Феникс же на Квинтия взял и обиделся. Сначала покраснел от смущения, потом побледнел от досады, а после вскочил и покинул застолье в самый разгар трапезы. Но когда он вышел на улицу, Криспин догнал его и, провожая, сперва шутил и острил по поводу Сципионов, древних и нынешних; затем посерьезнел и стал извиняться за то, что своим глупым кривляньем прервал красноречивые рассуждения старшего по возрасту человека – Квинтий был нас моложе лет эдак на пять. Феникс угрюмо молчал, сжав губы и часто моргая, словно таким образом сдерживая наворачивавшиеся на глаза слезы. Когда же дошли до Бычьего рынка – они двигались от Авентина на север – и Квинтий уже грустно и разочарованно принялся втолковывать Фениксу, что он всегда ценил его как поэта, что знаком со многими его элегиями и некоторыми недавно написанными «Героидами», Феникс резко остановился, вытянул шею, распластал руки и стал издавать громкие, тоскливые, хрипло-гортанные звуки. Бывшие поблизости люди шарахнулись от него. Квинтий тоже опешил. А Феникс, перестав гортанно кричать, заплакал наконец и затрясся плечами. Но плакал он и дергался от хохота. А потом объявил:
«Отныне буду славить только журавлей. Пусть Сципионов прославляют ораторы и историки… Хочешь, я и аистов сейчас прославлю?»

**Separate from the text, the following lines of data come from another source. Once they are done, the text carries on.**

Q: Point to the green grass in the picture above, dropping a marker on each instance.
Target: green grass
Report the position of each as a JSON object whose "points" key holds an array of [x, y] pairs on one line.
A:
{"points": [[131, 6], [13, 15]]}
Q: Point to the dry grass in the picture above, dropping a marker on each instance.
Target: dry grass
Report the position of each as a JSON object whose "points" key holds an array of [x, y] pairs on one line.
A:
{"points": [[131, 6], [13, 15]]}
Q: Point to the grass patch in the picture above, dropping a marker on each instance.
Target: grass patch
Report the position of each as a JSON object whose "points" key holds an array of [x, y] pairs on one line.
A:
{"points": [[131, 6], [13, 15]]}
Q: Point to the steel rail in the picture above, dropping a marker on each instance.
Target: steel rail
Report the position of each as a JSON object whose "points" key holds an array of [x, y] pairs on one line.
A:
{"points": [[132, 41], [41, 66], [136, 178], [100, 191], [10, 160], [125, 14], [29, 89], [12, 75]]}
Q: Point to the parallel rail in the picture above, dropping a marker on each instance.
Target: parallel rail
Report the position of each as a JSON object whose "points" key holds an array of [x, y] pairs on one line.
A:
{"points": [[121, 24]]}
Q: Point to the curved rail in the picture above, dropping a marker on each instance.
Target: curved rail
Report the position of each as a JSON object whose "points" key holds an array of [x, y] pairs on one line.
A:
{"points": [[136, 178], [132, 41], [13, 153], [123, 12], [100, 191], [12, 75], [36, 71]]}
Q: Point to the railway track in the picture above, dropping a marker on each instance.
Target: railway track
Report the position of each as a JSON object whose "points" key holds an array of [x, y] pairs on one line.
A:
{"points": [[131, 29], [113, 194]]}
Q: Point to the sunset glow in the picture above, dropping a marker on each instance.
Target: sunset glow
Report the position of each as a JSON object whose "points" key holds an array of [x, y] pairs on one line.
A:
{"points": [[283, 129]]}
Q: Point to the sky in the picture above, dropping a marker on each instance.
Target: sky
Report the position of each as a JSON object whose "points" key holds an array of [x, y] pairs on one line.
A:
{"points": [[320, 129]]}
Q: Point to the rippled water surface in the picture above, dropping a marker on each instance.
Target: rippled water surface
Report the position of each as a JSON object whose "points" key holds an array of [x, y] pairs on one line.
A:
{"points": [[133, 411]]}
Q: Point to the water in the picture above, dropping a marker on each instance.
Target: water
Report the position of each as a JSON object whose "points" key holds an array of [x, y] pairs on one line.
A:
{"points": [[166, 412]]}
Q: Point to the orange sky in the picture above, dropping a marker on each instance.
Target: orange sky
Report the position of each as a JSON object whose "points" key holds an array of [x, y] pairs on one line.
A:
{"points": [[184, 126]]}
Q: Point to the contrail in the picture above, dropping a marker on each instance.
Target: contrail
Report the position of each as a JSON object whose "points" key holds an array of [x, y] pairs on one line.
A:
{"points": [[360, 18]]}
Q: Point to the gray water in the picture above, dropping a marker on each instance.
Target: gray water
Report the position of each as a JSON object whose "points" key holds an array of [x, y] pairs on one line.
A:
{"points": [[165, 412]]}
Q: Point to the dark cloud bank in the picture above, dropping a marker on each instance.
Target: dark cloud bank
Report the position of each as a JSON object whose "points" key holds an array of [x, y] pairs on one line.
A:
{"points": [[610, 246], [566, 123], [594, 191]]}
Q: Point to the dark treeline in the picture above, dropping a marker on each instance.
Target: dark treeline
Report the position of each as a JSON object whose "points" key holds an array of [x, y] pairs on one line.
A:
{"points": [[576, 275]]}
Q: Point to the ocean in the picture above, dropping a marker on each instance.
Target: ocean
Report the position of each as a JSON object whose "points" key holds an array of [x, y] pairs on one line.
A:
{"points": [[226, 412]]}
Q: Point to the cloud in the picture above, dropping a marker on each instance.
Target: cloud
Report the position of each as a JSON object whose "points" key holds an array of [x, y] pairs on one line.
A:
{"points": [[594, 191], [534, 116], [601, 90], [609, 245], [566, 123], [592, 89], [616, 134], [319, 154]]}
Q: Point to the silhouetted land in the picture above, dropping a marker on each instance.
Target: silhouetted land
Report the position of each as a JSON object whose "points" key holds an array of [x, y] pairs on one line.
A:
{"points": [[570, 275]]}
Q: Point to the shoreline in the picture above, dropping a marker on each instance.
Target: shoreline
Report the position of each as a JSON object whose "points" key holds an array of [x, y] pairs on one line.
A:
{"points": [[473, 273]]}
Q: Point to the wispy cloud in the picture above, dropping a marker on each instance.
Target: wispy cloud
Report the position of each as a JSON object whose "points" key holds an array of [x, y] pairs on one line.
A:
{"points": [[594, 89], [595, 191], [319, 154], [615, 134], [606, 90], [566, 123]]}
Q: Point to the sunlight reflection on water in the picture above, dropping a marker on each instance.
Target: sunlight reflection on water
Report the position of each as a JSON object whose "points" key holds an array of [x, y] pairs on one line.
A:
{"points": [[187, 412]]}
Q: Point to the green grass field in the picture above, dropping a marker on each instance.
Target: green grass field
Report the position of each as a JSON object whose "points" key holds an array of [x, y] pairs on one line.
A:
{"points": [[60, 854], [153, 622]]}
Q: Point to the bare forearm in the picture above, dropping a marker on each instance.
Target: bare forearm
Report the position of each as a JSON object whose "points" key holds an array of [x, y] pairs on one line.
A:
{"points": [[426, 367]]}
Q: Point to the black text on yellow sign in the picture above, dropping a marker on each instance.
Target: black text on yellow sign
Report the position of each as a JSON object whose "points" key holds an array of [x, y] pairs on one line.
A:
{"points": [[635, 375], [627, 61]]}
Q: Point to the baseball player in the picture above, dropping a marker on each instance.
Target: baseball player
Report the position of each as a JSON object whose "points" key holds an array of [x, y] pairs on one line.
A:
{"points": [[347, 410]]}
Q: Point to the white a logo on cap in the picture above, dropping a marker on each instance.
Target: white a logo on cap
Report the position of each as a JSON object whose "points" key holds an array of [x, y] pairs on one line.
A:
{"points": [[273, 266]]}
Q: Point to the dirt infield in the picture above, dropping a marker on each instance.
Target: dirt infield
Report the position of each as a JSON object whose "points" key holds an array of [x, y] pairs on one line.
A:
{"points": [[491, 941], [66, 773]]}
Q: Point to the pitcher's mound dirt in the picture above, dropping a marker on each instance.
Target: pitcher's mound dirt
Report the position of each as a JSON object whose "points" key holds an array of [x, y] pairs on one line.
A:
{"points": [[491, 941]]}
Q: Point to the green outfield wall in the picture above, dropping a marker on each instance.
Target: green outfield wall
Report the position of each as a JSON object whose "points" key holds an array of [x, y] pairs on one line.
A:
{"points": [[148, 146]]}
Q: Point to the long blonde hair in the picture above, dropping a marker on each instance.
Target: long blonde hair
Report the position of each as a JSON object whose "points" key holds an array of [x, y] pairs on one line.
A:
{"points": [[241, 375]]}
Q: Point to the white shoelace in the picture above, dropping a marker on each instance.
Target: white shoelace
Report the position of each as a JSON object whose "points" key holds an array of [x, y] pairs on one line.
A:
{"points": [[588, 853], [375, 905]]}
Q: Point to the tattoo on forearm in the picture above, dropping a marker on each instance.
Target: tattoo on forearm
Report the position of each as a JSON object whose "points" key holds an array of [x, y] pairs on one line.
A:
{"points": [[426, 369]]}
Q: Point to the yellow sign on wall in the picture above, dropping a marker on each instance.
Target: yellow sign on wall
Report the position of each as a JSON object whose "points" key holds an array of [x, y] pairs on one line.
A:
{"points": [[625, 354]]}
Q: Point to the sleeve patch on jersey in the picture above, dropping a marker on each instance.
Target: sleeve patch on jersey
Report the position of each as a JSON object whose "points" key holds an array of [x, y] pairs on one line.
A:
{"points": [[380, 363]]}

«Не надо!» – испуганно воскликнул Квинтий Криспин, Журавль и Аист…
С тех пор они стали неразлучны. Вместе гуляли по городу, вместе являлись в застолья. Квинтий шутил вдвое чаще обычного, а Феникс, как правило, молчал, влюбленно глядя на своего нового приятеля. Ни петухом, ни журавлем ни один из них больше не кричал.
IV. – То есть я еще раз подчеркиваю и уточняю, – продолжал Вардий, – что старых своих друзей – меня, Юния Галлиона, Эмилия Павла, – он забросил, а вместо нас избрал, в общем-то, совершенно чуждых себе по уму, по манерам, по интересам людей. И к каждому из них, как мы видели, изобретательно подлаживался, дабы они обратили на него внимание и приняли в свою компанию. Причем делал это вроде бы совершенно искренне и, судя по всему, бессознательно. Он в них словно и вправду влюблялся и начинал оказывать естественные в таких случаях знаки внимания.
Нас это, конечно же, удивляло и огорчало. Тем более что, таскаясь по всему городу за Аппием Пульхром, или на каждом углу воспевая род Сципионов, или наблюдая за выходками Криспина, нас он не только не навещал, но, встретившись на улице, скажем, с Галлионом, или с Павлом Эмилием, или с Севером, позволял себе лишь короткое приветствие, или задумчивый кивок головой, или небрежный взмах рукой, как это делают люди в отношении очень дальних знакомых, с которыми не о чем разговаривать и недосуг останавливаться. А Котту и Аттика, пытавшихся некоторое время следовать за Фениксом, он, как я уже говорил, попросту гнал от себя.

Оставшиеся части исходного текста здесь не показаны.